Justamente por isso que me assusta tremendamente a rapidez com que o camarada parte pra cima de outros camaradas e companheiros que não são marxistas-leninistas, como os trotskistas a título de exemplo. Acho que isso fica muito claro percebendo a voracidade em que os camaradas do partido fazem uma leitura acritica de Caio Prado Junior, como se esse fosse o maior historiador marxista do Brasil, mas ignoram ou desconhecem as críticas muitas vezes interessantíssimas feitas por Mário Pedrosa à obra Caio-pradiana. Como nos pretendemos pensar a revolução brasileira sem uma reflexão séria e honesta sobre textos como “opção brasileira” e “opção imperialista”? Textos do mesmo autor supramencionado, meramente porque ele foi um dos expoentes do trotskismo no Brasil já na década de 40 que iremos nos privar de uma leitura e crítica tão importante para entendermos de fato o que concretamente significa no Brasil a revolução?
Coloquei este autor por que é o que me vem em mente agora, mas acho que inúmeros exemplos são possíveis. Muitos pensadores da esquerda brasileira fungiram do marxismo-leninismo ortodoxo promulgado pelo PCUS em seus manuais e sua linguagem milimetricamente pensada, linguagem esta que o texto do camarada regurgita letra por letra, não apenas no jargão mas também no universalismo de suas “leis” e “princípios” da revolução, como se fossem categorias universais e imutáveis. Devemos superar o positivismo metodológico e todas os erros crassos do marxismo ortodoxo oficial soviético, pra ontem.
A verdade é que o marxismo brasileiro tem que fazer um duro acerto de contas com, por um lado, a própria sociedade brasileira - que foi sistematicamente ignorada quando se pensa em teoria revolucionária, principalmente no PCB-CC -, e, por outro lado, com esse marxismo manualístico que rigorosamente fazemos questão de copiar ano após ano na nossa forma de propaganda e aprendizado.
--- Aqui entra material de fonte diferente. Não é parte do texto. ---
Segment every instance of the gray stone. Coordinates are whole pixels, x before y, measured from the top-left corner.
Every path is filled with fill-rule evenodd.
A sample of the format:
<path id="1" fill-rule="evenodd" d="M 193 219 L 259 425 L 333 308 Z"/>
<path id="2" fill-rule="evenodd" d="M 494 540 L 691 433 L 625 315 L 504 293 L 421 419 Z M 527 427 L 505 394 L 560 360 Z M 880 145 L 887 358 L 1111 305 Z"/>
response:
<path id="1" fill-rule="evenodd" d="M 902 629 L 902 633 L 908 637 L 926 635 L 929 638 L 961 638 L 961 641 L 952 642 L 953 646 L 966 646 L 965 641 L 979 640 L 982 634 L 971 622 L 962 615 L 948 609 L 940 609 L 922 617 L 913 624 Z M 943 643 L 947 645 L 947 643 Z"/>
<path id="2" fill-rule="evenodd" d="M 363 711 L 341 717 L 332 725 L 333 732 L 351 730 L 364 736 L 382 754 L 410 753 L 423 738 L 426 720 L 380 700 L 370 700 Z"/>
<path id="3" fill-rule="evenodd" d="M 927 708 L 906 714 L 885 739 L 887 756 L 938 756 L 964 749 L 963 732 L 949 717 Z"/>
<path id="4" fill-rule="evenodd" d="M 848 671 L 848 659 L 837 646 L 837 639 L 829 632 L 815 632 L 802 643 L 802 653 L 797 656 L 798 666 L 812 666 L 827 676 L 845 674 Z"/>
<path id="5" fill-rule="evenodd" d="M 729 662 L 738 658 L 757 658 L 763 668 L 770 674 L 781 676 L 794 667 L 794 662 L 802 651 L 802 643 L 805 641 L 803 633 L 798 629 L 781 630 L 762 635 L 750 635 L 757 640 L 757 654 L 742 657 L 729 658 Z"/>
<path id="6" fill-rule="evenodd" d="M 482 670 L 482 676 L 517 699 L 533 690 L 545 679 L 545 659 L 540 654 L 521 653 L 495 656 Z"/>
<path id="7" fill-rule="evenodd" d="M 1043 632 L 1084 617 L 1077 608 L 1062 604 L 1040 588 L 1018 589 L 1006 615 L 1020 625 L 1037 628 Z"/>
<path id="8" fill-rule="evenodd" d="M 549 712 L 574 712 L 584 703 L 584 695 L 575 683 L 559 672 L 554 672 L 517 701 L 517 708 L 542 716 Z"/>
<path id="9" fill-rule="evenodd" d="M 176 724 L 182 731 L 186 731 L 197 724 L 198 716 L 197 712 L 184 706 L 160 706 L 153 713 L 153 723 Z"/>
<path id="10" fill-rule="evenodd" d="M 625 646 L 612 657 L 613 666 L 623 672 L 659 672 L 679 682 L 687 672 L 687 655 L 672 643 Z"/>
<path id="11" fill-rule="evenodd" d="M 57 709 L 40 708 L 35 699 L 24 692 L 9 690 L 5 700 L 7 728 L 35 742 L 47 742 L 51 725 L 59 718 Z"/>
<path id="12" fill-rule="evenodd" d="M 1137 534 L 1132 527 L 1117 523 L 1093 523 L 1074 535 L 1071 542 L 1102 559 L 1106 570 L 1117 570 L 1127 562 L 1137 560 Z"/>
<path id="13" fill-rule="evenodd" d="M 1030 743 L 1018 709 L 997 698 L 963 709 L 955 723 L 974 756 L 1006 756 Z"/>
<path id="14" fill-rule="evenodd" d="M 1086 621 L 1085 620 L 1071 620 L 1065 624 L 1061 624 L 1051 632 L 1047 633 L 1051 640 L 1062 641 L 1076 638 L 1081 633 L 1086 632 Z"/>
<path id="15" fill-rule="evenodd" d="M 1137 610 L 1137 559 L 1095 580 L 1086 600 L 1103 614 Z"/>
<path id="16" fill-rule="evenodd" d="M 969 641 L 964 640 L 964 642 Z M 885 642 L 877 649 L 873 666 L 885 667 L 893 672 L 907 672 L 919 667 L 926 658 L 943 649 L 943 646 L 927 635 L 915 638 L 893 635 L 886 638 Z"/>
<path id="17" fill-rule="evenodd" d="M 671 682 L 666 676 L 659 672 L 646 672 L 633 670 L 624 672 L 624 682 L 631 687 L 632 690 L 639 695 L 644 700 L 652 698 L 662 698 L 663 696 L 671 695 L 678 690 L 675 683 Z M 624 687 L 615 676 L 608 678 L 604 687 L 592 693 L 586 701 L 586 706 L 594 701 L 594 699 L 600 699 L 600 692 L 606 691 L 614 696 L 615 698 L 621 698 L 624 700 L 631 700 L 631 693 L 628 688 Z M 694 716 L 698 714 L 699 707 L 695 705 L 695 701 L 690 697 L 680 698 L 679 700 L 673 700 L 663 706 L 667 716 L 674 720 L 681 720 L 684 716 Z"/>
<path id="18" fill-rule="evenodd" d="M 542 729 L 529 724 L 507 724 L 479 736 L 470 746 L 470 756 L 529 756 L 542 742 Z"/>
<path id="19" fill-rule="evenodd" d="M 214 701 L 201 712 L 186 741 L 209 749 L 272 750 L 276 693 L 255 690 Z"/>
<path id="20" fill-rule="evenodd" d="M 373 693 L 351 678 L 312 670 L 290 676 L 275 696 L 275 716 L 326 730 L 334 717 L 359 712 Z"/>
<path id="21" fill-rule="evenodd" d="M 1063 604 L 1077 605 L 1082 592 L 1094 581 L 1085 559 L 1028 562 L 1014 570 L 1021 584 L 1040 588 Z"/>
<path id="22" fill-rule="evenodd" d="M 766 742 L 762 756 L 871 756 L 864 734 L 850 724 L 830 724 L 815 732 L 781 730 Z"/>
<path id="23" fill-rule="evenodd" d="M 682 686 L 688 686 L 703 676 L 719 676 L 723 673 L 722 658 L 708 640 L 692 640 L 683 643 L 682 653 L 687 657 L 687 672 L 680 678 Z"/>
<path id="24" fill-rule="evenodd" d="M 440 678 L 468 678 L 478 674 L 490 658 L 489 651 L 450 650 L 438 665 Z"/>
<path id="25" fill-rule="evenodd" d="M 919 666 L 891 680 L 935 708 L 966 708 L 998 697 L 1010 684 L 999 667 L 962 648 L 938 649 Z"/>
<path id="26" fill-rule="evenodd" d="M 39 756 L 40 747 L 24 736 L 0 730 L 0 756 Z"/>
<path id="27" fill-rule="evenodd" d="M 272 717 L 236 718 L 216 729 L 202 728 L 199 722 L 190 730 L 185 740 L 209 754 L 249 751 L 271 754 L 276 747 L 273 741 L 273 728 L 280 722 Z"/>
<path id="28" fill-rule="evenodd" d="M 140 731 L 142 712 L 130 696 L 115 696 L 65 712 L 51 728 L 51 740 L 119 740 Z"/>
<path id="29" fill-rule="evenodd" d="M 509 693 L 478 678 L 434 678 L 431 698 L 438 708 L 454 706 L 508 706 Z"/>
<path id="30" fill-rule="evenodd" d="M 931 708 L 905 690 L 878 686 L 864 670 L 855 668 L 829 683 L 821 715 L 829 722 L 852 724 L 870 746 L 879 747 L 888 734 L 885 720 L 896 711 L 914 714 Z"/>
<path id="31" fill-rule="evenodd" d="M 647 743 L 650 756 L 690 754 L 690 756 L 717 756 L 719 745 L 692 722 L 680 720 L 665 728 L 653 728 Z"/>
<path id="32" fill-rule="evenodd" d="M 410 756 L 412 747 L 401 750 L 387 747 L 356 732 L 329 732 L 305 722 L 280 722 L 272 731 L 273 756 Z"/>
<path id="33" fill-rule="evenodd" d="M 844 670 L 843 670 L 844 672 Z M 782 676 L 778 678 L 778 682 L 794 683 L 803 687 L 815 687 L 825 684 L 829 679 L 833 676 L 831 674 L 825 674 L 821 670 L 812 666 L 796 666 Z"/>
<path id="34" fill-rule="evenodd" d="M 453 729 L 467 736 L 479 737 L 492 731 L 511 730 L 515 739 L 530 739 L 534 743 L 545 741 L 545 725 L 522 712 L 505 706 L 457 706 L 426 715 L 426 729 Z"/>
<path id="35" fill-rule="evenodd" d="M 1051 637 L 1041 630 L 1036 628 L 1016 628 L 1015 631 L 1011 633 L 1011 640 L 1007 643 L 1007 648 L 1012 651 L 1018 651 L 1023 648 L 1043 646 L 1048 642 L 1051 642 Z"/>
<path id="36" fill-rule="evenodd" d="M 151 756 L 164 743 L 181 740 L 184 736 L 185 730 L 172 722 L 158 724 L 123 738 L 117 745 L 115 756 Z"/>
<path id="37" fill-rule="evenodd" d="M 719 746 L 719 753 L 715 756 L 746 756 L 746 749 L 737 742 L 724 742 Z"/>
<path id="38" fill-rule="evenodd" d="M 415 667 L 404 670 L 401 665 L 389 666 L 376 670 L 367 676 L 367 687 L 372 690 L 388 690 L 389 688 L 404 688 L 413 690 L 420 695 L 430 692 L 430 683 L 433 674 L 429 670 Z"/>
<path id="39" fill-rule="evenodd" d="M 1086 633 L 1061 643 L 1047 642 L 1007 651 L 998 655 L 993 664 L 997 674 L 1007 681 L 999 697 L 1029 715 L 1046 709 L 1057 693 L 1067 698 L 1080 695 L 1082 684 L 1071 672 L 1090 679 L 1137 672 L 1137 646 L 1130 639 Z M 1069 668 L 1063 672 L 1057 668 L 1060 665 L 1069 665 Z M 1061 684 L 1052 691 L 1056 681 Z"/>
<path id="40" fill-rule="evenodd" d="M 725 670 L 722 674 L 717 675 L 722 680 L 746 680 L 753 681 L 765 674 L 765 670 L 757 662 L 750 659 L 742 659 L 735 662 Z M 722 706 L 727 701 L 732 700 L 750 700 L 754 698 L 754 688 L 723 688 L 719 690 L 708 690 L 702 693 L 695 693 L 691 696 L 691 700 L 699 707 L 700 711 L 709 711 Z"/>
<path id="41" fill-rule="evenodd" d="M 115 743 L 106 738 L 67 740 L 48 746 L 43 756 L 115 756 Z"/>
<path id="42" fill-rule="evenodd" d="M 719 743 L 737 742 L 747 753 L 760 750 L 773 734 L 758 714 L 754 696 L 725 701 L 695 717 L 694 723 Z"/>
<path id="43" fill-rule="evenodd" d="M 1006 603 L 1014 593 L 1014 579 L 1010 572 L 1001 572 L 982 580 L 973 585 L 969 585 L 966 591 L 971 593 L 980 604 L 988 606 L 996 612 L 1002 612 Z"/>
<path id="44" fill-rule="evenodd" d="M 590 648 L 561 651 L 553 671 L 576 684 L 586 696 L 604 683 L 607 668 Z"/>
Não falo de um abandono, mas sim de um acerto de contas. A verdade é que a heterodoxia marxista brasileira, e muitas vezes até fora do marxismo, tem feito um trabalho mil vezes melhor de interpretação do Brasil do que nós fomos capazes em qualquer momento. Afinal, a teoria social brasileira, e mesmo o que lhe antecedeu no século XIX, foi centrada, por motivos históricos, entender a particularidade do Brasil, e infelizmente esse ramo de pensamento nunca foi hegemonizado pelo marxismo. Se torna mister então pensar nos fatores determinantes da brasilidade, já que, em primeiro momento, é o Brasil que pretendemos revolucionar. Precisamos chegar a conclusões mais claras de quem é a classe trabalhadora brasileira, quem é a vanguarda dentro dessa classe, como historicamente se organizou no Brasil a classe de potencial revolucionário (pensando desde a colônia até a nova república). Esse panorama que devemos ter antes de bradar bordões vazios de épocas já encerradas sob o inexorável fluxo da história. Buscar isso em manuais soviéticos da década de 30 ou da década de 50 seria como procurar peixes dentro de abacaxis, algo completamente ensandecedor e ilógico. Para entendermos na concretude o nosso objeto de ação, devemos por consequência estudá-lo em sua particularidade, e isso perpassa um estudo crítico de Sérgio buarque, Caio Prado, até mesmo Gilberto Freyre, sem falar de trotskistas como Edmundo Muniz e Mário Pedrosa, ou luxemburguistas como Moniz Bandeira.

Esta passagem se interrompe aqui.